Alonso, in his superb Renault car, was in imperious form throughout an exciting season winning seven Grand Prix – Malaysia, Bahrain, San Marino, European, French, German and Chinese - and recording eight more podium finishes.  He fought off a powerful challenge towards the end of the season from McLaren Mercedes driver Kimi Räikkönen.
Alonso became the third-youngest driver to start a race in Formula One history when he made his debut with Minardi in 2001. While the car was not highly competitive, Alonso made a good impression as a driver and joined the newly-founded Renault team in 2002. In 2003 at the Malaysian Grand Prix, Alonso became the youngest driver to take pole position and later that year in Hungary he became the youngest driver, at 22, to win a Formula One Grand Prix.  As a result that year he was nominated for the Laureus World Newcomer of the Year Award, eventually losing to teenage golf prodigy Michelle Wie.

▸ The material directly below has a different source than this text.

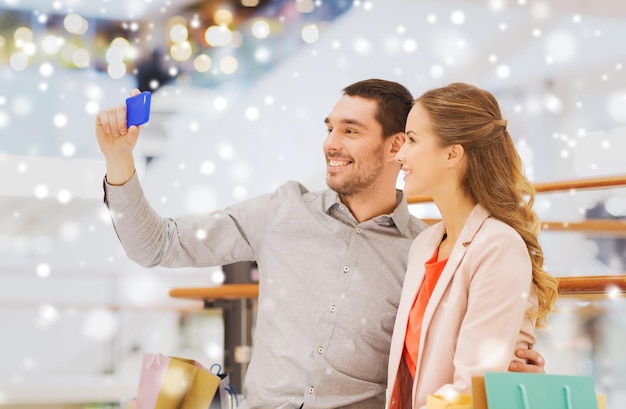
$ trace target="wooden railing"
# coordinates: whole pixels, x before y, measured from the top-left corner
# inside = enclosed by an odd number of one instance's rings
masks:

Alonso ended the 2004 season fourth in the championship standings, scoring 59 points and being on the podium four times. His performances in the latter races of the year were particularly noteworthy as he comprehensively outpaced his new teammate, 1997 World Champion Jacques Villeneuve, who had replaced Jarno Trulli for the final three races of the season. It was a sign of things to come.